Expressive art has a positive impact not only for ACC participants, but also for their families. Family members experience their own joy as they witness their loved one’s expression of pleasure and sense of accomplishments through expressive art. Through their art, participants demonstrate to their families that they are not emotionally trapped by disease and that they have the potential to experience an improved quality of life. Families often consider it a gift to know that a loved one has maintained some healthy aspect of life, even while suffering with disease.
The progression of the expressive art program has also led to several “Art on the Brain” exhibits within the community. These events showcase the Center’s artwork by individuals with dementia while also building awareness about dementia and the Center’s value to the community and its families. Each “Art on the Brain” exhibit features approximately 50 pieces of art created by Center participants. Art may be purchased at the event with proceeds used to support the expressive arts program. Often families attend “Art on the Brain” events with their loved one.
ACC participants’ engagement in expressive art captures the essence of their journey while painting the many colors of their lives – some faded, some bold, some left to the imagination.

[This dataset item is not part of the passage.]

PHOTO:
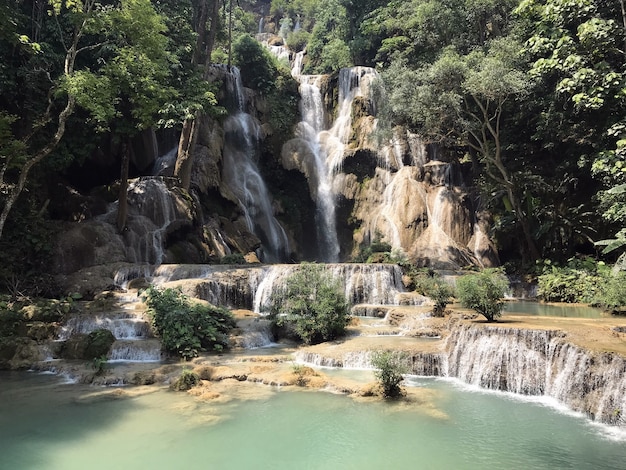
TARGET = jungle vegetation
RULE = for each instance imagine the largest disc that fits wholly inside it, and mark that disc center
(528, 96)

For more information about Expressive Art click here
Art on the Brain
Therapeutic touch is a method of helping or healing by employing one’s hands, compassion, and desire to help. It is based on the concept that there is healing power in human energy and uses the partnership between patient and practitioner to help energy move freely and smoothly, creating balance and flow.
Healing differs from curing. “Curing” refers to the elimination of disease condition or pathology. “Healing” refers to restoring wholeness, regardless of the presence or absence of pathology. ACC nurse Dana Ankers describes it this way:
“Therapeutic touch is a way to be totally there for someone. My intention practicing it at ACC is to provide comfort, decrease pain and anxiety, and help the person relax and just feel better.”
Dana will provide more information or give a therapeutic touch “treatment” to anyone (including caregivers) on request. Please call the Center to speak with her if interested.
On a typical Friday morning at the Adult Care Center, visitors will witness lively and happy interactions between Center participants and a small group of five-year-olds from the Fremont Street Nursery. The organizations partner to provide an intergenerational group music therapy experience that is a favorite of both children and their “grandfriends”. Each session has a theme, often timed to match the season or an upcoming holiday. Activities include times for greeting, singing, playing instruments, movement with music, and a farewell as the children prepare to return to their nearby preschool.
Through intergenerational music and play, the participating adults and young children support and fulfill each other’s needs. Center participants fill a role similar to grandparents as they care for, teach, guide, and assist children in each activity. In turn, children encourage participants to engage with the group, increasing the adults’ motivation to move with music, sing, or share their life experiences.
By interacting in the intergenerational music therapy session, two generations receive multiple cross-benefits. For example, it helps our participants to maintain physical, cognitive and social skills, practice leadership ability, and present love and caring. Most importantly, laughing and smiling fill the room during each music session, thus contributing to the psychological and emotional health of both adults and children.